Interactivity and Processing Capacity
For a casual visitor walking around the EAS15, the main impression was probably that interactivity was shooting and car chases. For me, personally, with a background in scientific computing, I am more interested in the technology behind the screens, and what this rapidly developing technology enables. Anders Ynnerman, who also took part in Supercomputing ‘95, representing the shortlived Swedish council for high-performance computing (HPDR), is now exploring and developing these possibilities.

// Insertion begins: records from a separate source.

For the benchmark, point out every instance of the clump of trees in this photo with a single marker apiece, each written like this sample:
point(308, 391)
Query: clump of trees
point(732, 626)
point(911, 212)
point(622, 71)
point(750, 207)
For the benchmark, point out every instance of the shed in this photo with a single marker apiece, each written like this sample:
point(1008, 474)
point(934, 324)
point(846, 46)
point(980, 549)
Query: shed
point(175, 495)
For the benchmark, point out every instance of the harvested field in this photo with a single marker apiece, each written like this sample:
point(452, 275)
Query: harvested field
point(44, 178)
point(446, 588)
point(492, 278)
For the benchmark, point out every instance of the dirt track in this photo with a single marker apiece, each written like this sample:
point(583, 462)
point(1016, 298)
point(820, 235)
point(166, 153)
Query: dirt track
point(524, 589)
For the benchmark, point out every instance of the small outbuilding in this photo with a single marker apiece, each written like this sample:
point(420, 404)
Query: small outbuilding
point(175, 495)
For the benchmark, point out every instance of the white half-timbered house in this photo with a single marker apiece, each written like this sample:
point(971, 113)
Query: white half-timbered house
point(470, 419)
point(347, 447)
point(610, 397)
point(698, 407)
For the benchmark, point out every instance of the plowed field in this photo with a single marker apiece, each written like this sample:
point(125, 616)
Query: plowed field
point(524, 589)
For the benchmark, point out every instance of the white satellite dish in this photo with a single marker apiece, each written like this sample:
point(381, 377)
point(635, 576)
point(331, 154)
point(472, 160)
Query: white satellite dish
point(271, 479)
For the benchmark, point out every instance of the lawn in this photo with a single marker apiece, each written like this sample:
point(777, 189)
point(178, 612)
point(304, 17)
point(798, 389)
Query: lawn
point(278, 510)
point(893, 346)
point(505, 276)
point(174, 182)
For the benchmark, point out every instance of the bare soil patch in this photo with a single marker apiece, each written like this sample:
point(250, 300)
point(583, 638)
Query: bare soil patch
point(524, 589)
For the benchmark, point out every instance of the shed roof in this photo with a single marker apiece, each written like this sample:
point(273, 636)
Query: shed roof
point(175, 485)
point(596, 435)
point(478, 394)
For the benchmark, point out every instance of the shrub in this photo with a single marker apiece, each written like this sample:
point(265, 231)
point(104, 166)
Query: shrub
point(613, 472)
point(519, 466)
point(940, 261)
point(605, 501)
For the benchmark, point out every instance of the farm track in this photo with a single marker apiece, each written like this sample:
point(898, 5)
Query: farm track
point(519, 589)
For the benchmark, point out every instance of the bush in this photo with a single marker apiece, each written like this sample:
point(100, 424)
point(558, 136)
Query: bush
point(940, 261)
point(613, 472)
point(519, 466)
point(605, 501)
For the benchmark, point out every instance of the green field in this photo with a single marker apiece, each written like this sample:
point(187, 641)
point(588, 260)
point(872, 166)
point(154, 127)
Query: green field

I have heard him talk about his work as professor of scientific visualization and director of the Visualisation Center in Norrköping, about applications from interactive medical imaging and a virtual autopsy table, to live 3D views for aircraft control towers, illumination of virtual IKEA furniture, visualisations of climate change impact and much more.
The TOP500 list presented at SC95 included computers from 2.5 GFLOPS to 170 GFlops, whereas the June 2015 list includes computer systems performing between 135TFlops and 34 PFlops. (1 FLOP =1 Floating point operation per second). (And in 1975, I was running programs from punch cards at the IBM360 university mainframe, with 1MB total storage capacity, and requiring 7microseconds for a multiplication.) The continued exponential increase in performance keeps enabling new possibilities for creativity.
For me, the VR coaster was the most surprising technological development shown during EAS2015. What interactive developments will be possible during the years to come?